Alaska in 1904 wasn’t entirely disconnected from the the ‘outside’ world, but communications were inadequate for the age in which the United States was progressing. To relay a message, depending on where the message originated, could take days, weeks, even months to reach its destination. With Alaska’s strategic global position for the US military, there needed to be a way to expedite correspondence.
Using the USS General Burnside, a Union gunboat that patrolled the eastern seaboard in the Civil War converted to a line-laying steamship, engineers and crew with the Alaska Communications System (ACS), also known as the Washington-Alaska Military Cable and Telegraph System (WAMCATS), set out from Seattle laying line to Sitka, one of Alaska’s largest towns at the time located about 900 miles north of Seattle. Soon, another line was installed at the bottom of the dark open waters of the Gulf of Alaska connecting Sitka and Valdez. While this line wasn’t the first telegraph line in the territory, as several villages had already been connected, it was the first connecting Alaska to the continental US.
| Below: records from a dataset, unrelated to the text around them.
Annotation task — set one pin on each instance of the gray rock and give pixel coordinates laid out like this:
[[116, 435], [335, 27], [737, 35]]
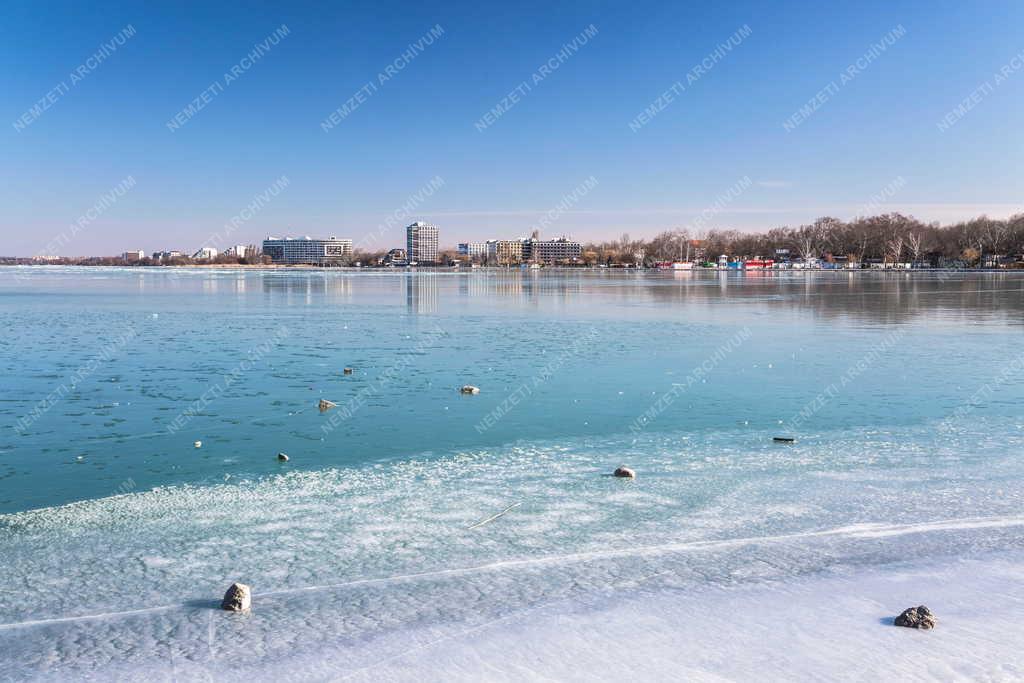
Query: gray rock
[[238, 599], [916, 617]]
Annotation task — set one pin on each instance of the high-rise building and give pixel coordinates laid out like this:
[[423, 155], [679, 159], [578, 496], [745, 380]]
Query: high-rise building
[[421, 243], [307, 250], [473, 249]]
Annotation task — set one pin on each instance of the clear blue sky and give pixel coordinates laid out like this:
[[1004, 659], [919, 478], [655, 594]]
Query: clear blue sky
[[880, 126]]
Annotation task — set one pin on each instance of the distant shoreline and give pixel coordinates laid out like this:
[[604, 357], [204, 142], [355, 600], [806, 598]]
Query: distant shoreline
[[498, 268]]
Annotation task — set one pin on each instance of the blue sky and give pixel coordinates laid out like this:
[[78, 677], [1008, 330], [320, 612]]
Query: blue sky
[[727, 125]]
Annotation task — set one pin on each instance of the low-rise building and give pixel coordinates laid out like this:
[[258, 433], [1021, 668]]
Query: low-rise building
[[306, 250], [505, 252], [551, 251], [166, 255], [473, 249], [206, 254]]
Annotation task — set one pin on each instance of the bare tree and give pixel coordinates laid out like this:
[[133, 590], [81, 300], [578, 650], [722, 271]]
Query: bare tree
[[913, 242]]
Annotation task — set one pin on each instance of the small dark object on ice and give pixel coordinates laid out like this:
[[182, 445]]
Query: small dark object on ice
[[238, 598], [916, 617]]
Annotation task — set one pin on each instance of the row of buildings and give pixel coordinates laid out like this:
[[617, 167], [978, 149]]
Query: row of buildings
[[422, 248], [204, 254], [531, 250]]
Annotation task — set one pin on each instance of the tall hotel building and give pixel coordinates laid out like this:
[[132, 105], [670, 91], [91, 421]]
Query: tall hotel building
[[421, 243], [307, 250]]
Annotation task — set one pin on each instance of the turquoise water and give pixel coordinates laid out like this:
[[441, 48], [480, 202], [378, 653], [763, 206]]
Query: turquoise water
[[903, 393]]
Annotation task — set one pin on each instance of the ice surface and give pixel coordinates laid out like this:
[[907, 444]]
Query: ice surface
[[589, 577]]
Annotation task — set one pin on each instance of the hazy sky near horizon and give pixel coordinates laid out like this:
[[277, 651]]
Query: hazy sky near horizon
[[731, 142]]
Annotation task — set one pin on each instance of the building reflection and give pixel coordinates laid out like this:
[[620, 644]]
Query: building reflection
[[422, 292]]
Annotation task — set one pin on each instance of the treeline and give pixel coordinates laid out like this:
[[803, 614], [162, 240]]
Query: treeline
[[889, 238]]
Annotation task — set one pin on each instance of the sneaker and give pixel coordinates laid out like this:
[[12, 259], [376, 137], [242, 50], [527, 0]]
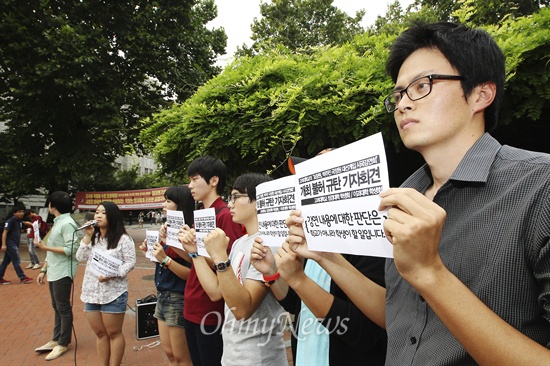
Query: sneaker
[[56, 352], [48, 347]]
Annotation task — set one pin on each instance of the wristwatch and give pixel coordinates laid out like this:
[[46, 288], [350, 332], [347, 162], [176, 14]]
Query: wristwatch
[[222, 266]]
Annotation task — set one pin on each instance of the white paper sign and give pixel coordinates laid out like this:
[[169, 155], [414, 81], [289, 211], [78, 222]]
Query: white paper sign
[[338, 195], [102, 264], [174, 222], [205, 222], [274, 201], [36, 230], [152, 237]]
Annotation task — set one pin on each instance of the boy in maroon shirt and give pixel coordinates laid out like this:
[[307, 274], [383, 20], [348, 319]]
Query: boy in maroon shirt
[[204, 317]]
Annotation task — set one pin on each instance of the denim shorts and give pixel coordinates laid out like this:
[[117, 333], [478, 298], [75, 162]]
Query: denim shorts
[[116, 306], [169, 308]]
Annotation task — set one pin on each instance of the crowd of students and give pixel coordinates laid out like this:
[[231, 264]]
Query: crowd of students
[[469, 282]]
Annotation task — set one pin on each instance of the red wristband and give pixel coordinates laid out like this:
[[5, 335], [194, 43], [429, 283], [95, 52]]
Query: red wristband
[[272, 278]]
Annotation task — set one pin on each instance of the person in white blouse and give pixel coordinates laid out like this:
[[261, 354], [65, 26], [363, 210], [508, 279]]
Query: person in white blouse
[[110, 254]]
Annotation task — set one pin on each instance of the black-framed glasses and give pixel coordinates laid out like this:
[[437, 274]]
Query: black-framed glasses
[[417, 89], [236, 196]]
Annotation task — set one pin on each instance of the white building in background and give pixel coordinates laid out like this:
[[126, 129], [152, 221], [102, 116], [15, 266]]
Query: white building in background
[[145, 164]]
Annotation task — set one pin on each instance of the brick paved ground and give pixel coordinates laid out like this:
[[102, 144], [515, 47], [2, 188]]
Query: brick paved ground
[[26, 318]]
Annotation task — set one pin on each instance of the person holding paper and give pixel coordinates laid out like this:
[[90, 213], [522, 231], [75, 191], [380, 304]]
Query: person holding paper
[[171, 273], [60, 269], [252, 330], [470, 279], [329, 329], [204, 316], [110, 255]]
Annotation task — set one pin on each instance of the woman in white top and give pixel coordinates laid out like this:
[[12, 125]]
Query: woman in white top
[[105, 287]]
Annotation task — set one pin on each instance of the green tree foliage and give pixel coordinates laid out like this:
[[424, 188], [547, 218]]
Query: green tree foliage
[[486, 11], [264, 108], [299, 24], [77, 77]]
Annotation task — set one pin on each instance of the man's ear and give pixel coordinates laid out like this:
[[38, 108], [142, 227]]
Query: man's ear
[[484, 95], [214, 181]]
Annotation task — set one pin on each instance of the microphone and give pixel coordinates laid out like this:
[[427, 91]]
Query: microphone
[[91, 223]]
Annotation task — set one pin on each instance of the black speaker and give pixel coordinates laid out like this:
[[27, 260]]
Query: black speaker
[[146, 323]]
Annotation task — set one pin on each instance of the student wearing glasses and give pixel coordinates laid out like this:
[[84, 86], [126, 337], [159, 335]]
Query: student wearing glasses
[[470, 279], [252, 331]]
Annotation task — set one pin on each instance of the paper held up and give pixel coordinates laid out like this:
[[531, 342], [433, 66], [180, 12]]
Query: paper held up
[[338, 194]]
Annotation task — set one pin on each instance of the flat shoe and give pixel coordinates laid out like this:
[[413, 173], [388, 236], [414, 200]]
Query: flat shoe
[[48, 347], [56, 352]]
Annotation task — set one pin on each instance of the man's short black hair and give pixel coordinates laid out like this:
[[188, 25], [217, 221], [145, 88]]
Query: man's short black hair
[[61, 201], [207, 167], [18, 207], [472, 52]]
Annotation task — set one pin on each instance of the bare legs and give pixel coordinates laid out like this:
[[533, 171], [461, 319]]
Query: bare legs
[[174, 344], [110, 341]]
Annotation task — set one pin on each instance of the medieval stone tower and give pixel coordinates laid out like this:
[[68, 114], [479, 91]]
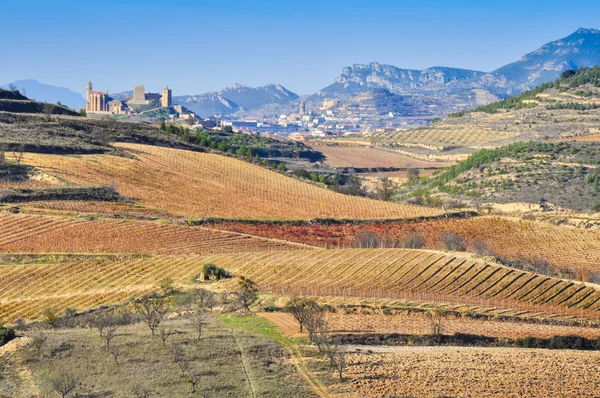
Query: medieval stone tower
[[166, 98]]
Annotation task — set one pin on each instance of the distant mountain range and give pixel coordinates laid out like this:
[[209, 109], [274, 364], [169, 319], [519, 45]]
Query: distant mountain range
[[47, 93], [236, 98], [434, 91]]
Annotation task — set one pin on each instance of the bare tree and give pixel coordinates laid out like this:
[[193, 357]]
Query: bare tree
[[63, 382], [19, 153], [435, 324], [141, 392], [39, 340], [180, 358], [193, 377], [302, 309], [151, 310], [386, 188], [199, 322], [109, 333], [414, 240], [454, 241], [115, 352], [164, 334], [247, 293], [337, 355]]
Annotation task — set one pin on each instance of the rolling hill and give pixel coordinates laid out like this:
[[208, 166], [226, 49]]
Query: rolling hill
[[47, 93], [187, 183]]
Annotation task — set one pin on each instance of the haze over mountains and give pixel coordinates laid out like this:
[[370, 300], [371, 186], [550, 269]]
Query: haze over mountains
[[434, 91]]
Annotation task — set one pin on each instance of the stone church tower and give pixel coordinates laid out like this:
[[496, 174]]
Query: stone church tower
[[165, 99]]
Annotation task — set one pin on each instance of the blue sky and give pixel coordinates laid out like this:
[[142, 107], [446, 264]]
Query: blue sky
[[199, 46]]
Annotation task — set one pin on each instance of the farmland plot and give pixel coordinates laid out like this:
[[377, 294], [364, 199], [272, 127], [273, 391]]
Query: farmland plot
[[201, 184], [50, 234]]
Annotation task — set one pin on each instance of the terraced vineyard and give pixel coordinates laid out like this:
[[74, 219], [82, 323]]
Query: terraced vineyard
[[563, 247], [201, 184], [88, 282], [447, 136], [48, 234]]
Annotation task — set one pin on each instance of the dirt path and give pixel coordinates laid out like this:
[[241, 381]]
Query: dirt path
[[288, 327], [19, 381], [246, 372]]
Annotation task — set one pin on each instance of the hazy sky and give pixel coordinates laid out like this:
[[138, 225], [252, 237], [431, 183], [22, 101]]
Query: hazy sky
[[198, 46]]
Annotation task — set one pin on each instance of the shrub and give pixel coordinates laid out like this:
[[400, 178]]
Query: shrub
[[414, 240], [454, 241], [211, 271], [6, 334]]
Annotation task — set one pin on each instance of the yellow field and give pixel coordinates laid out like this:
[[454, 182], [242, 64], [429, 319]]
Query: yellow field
[[53, 234], [201, 184], [431, 372], [367, 157], [379, 273]]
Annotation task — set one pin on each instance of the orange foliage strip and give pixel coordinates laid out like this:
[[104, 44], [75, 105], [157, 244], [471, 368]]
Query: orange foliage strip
[[51, 234], [561, 246], [405, 322], [203, 184]]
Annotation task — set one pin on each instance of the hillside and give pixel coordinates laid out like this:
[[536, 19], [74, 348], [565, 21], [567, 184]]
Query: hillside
[[88, 282], [197, 184], [14, 101], [48, 93]]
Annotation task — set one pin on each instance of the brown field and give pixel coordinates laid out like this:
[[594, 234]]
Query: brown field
[[51, 234], [361, 156], [201, 184], [414, 323], [583, 138], [90, 281], [413, 275], [563, 247], [475, 372]]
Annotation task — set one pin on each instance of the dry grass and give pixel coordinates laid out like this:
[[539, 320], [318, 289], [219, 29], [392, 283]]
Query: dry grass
[[360, 156], [414, 323], [51, 234], [475, 372], [200, 184], [563, 247], [91, 281]]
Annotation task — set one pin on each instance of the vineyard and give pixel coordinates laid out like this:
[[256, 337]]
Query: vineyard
[[431, 372], [368, 157], [563, 247], [88, 282], [442, 136], [414, 323], [189, 183], [410, 274], [50, 234]]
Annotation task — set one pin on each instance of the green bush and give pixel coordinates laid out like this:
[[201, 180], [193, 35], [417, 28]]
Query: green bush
[[6, 334]]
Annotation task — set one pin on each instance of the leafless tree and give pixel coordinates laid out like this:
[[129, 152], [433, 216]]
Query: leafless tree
[[454, 241], [115, 352], [436, 325], [164, 334], [109, 333], [193, 376], [337, 355], [180, 358], [247, 293], [199, 322], [63, 382], [19, 153], [141, 392], [39, 340], [386, 188], [151, 311], [414, 240], [302, 309]]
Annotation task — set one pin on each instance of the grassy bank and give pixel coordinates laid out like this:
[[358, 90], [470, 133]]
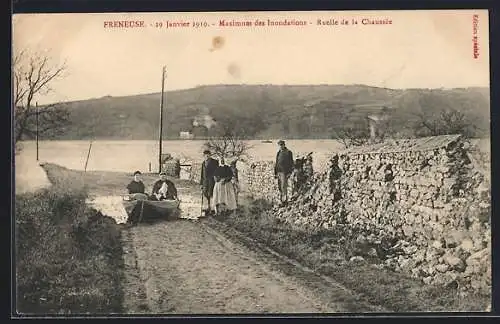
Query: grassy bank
[[329, 253], [68, 256]]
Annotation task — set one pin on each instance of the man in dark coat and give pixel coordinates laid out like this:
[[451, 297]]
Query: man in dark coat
[[164, 189], [283, 169], [207, 180]]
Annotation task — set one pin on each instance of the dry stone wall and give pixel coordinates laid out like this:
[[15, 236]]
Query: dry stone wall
[[419, 205]]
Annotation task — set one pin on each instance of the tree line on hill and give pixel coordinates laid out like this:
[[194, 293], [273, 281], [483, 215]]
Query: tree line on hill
[[250, 111]]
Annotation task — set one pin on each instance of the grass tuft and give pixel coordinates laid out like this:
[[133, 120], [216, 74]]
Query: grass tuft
[[68, 256]]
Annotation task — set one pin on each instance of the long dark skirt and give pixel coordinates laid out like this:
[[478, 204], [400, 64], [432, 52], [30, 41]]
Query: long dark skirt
[[208, 188]]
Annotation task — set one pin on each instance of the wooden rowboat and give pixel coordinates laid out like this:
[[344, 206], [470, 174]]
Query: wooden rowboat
[[140, 209]]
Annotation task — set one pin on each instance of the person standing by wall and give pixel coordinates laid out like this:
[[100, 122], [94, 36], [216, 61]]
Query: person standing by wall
[[164, 189], [235, 179], [224, 194], [207, 180], [283, 169]]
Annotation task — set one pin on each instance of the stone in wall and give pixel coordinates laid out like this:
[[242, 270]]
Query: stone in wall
[[424, 195]]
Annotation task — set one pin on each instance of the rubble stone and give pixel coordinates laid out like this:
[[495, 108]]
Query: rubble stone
[[422, 194]]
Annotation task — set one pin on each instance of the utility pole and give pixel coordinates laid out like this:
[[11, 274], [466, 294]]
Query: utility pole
[[36, 135], [160, 135]]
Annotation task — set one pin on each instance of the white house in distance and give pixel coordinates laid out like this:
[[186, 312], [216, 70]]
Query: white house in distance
[[186, 135]]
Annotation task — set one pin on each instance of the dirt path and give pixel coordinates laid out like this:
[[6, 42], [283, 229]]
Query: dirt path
[[186, 267]]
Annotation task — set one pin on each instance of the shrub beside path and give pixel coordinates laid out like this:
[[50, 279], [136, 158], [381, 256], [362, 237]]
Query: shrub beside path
[[185, 267]]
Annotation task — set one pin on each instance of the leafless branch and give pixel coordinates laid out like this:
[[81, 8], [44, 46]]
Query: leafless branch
[[32, 75]]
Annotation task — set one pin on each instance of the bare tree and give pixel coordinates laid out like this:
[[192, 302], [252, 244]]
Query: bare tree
[[447, 121], [228, 143], [353, 132], [32, 75]]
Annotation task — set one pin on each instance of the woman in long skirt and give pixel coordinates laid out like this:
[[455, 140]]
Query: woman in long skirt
[[224, 198], [235, 179]]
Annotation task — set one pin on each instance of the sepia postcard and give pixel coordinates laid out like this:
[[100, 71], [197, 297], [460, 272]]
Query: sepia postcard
[[319, 162]]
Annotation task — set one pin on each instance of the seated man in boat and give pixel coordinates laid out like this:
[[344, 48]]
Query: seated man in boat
[[136, 185], [164, 189]]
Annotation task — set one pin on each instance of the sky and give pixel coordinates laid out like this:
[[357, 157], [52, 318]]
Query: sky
[[420, 49]]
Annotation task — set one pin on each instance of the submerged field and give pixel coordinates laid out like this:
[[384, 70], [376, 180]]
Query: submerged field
[[86, 272]]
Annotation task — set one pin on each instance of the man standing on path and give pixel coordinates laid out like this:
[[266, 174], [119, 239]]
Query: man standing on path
[[207, 180], [282, 170]]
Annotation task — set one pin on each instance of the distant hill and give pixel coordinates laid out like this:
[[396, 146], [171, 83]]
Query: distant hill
[[263, 111]]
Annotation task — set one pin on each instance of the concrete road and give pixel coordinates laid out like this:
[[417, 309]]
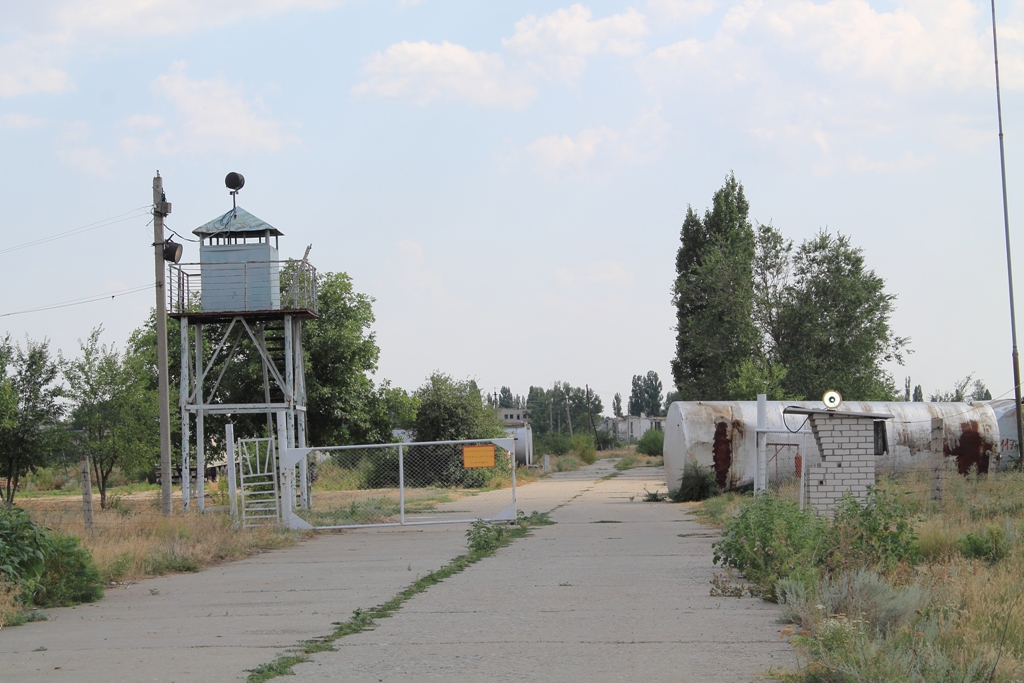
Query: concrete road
[[214, 625], [617, 590], [610, 591]]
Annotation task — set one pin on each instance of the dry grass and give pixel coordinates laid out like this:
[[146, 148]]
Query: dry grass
[[133, 540]]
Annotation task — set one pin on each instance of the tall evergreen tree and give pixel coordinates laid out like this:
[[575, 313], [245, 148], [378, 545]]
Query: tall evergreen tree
[[713, 295]]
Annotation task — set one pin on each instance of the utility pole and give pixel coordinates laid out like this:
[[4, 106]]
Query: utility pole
[[1010, 270], [161, 208]]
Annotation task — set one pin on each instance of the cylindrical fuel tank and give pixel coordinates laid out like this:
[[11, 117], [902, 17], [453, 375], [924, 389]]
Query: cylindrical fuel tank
[[720, 435]]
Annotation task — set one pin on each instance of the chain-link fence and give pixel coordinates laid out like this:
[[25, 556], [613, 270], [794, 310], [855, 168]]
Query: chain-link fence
[[410, 483]]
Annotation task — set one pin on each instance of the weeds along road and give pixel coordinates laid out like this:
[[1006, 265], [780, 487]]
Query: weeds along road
[[612, 590]]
On July 30, 1904 the first message was sent over the cable. This message, a major breakthrough for Alaska communications, was just the beginning of a transformation of the state. Soon, telegraph stations and railroad lines were installed and interconnected throughout the territory. Citizens of the territory shifted as new towns and villages congregated closer to these spots.
With the new telegraph lines came new roads. In the same year Congress approved a new tax aimed at raising funds to create roads in place of trails. Native and non-native people followed the construction creating a new life and lifestyle for their families.
Different parts and pieces came into place to modernize Alaska’s communications. “WAMCATS and ACS paved the way for later projects that connected all of Alaska’s communities to the nation and the world. In those projects, wireless technologies like microwave and satellites played an important role,” says telecom pioneer Dr. Alex Hills, author of, Finding Alaska’s Villages: And Connecting Them.
The breakthrough of Alaska’s telegraph system would heighten Alaska’s role in WW2 as a vital base in the Pacific theater, which helped lay the foundation for continued settlement and growth in the territory of Alaska.